患者さんとその家族の方々が自宅でも継続できるような処置方法などを検討しています。また地域の訪問看護師と一緒に、自宅訪問などを行い連携をはかり、よりよい看護が提供できるよう活動しています。
- 褥瘡発生予防の対策と褥瘡発生者への対応についてスタッフへの指導
- 下肢創傷形成の予防・処置
- ストーマ保有者や失禁を伴う患者さんのスキンケア
手術看護認定看護師として、手術を受ける患者さんの個別性に合わせたケアを行うことが出来るようにスタッフ指導、実践を行っています。当院の特徴として弁膜症、虚血性心疾患、大動脈疾患に対する手術が大半を占めています。同じ手術でも性別や年齢、既往歴・病態などによって合併症のリスクは変化します。患者さんの手術前・中・後に関わらせていただき、周術期に起こり得ることを予測し、安全に看護を提供できるような手術室を目指しています。
- 周術期における個別的な看護の実践
- 周術期の二次的合併症予防のための実践・スタッフ指導
- 安全に手術を行う為の環境の整備
嚥下機能は疾患以外にも加齢によって低下することがあり、治療・機能訓練中心の考え方だけでなく、予防的な視点を持った関わりが求められています。病院において、看護師は患者の療養の場に最も近い存在です。そのため、「医療の視点」と「生活の視点」を持っている看護師が摂食嚥下に関する知識を習得することで、患者の嚥下機能に応じた安全な食支援が可能になると考えます。看護の強みを活かしながら、食支援を行いの患者のQOLに寄与出来るよう活動しています。

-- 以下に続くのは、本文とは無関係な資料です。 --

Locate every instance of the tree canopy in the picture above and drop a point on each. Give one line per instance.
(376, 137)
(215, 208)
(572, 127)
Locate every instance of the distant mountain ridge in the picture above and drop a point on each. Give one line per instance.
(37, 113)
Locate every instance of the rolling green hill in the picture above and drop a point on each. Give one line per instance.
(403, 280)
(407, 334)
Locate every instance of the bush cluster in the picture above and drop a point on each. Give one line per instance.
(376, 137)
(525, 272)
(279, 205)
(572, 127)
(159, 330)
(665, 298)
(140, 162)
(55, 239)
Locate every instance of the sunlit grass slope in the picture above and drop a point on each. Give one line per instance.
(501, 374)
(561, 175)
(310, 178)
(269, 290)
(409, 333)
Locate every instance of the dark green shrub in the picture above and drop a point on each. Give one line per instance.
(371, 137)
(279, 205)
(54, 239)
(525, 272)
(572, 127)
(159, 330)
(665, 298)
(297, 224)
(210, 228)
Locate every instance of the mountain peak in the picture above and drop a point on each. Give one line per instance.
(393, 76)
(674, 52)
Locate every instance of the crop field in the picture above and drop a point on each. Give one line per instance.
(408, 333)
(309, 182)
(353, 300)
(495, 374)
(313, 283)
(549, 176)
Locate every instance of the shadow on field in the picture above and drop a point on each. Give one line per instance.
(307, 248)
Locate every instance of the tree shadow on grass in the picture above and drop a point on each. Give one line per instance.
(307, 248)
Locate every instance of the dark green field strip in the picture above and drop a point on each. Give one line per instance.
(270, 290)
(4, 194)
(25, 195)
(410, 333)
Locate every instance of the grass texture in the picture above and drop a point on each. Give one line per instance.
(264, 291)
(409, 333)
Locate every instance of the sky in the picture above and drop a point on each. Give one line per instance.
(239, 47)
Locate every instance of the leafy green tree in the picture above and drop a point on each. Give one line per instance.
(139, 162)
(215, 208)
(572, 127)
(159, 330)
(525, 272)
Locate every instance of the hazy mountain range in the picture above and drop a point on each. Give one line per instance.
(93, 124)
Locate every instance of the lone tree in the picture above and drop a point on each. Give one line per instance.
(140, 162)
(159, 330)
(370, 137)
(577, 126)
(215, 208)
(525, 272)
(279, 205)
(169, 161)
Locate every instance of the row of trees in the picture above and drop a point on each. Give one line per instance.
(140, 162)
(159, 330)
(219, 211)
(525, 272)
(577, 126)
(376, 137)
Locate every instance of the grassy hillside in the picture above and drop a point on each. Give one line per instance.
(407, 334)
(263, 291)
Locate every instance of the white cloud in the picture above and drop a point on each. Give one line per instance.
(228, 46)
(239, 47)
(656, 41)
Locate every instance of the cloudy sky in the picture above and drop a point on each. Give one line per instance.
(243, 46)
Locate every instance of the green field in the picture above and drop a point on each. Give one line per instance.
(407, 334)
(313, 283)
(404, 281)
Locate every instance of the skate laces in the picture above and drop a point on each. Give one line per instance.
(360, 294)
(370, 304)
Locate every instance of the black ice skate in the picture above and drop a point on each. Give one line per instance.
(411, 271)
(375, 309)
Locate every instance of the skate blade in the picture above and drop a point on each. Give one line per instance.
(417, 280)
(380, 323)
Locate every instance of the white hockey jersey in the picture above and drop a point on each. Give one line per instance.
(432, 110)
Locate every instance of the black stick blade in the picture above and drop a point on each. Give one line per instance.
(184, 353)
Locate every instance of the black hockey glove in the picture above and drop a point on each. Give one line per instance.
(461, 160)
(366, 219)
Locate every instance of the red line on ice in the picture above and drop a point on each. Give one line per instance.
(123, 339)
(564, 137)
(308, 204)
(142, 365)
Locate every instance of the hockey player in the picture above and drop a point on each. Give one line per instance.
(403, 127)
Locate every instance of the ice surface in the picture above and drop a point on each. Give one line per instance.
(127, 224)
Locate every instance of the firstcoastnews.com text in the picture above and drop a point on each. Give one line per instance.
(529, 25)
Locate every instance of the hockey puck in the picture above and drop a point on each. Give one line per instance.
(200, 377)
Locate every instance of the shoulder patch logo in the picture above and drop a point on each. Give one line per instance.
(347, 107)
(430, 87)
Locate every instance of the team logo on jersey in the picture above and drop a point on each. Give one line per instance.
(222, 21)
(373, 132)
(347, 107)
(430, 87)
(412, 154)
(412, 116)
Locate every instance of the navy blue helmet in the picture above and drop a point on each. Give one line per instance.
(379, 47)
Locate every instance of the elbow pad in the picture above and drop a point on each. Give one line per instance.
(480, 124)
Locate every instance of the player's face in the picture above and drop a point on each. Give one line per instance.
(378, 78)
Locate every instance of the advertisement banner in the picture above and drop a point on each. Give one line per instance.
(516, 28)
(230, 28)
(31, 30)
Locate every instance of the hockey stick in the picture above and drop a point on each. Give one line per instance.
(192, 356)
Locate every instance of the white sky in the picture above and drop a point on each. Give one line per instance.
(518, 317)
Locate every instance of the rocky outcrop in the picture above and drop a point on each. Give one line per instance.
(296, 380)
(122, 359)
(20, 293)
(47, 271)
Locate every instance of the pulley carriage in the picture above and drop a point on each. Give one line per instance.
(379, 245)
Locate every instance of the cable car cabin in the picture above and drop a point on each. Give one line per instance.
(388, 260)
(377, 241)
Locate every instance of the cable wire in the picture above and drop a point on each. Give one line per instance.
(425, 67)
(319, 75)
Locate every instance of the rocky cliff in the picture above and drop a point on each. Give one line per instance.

- フィジカルアセスメント及び摂食嚥下機能評価法を活用し、嚥下機能の評価を行う
- 患者の機能帰結を踏まえて、目標設定を行いチームで看護ケア提供が出来るように指導を行う
心不全患者数の増加する中、患者・家族により良い看護を提供できるように、専門知識に基づき、判断・実践していきます。
- 慢性心不全看護の実践を通して役割モデルを示し、看護職者への指導・相談を行います。
- 心不全センター・外来・病棟を通して、慢性心不全患者のQOLを維持するために、在宅支援を視野に入れ、院内外の多職種と協働し、生活調整を行います。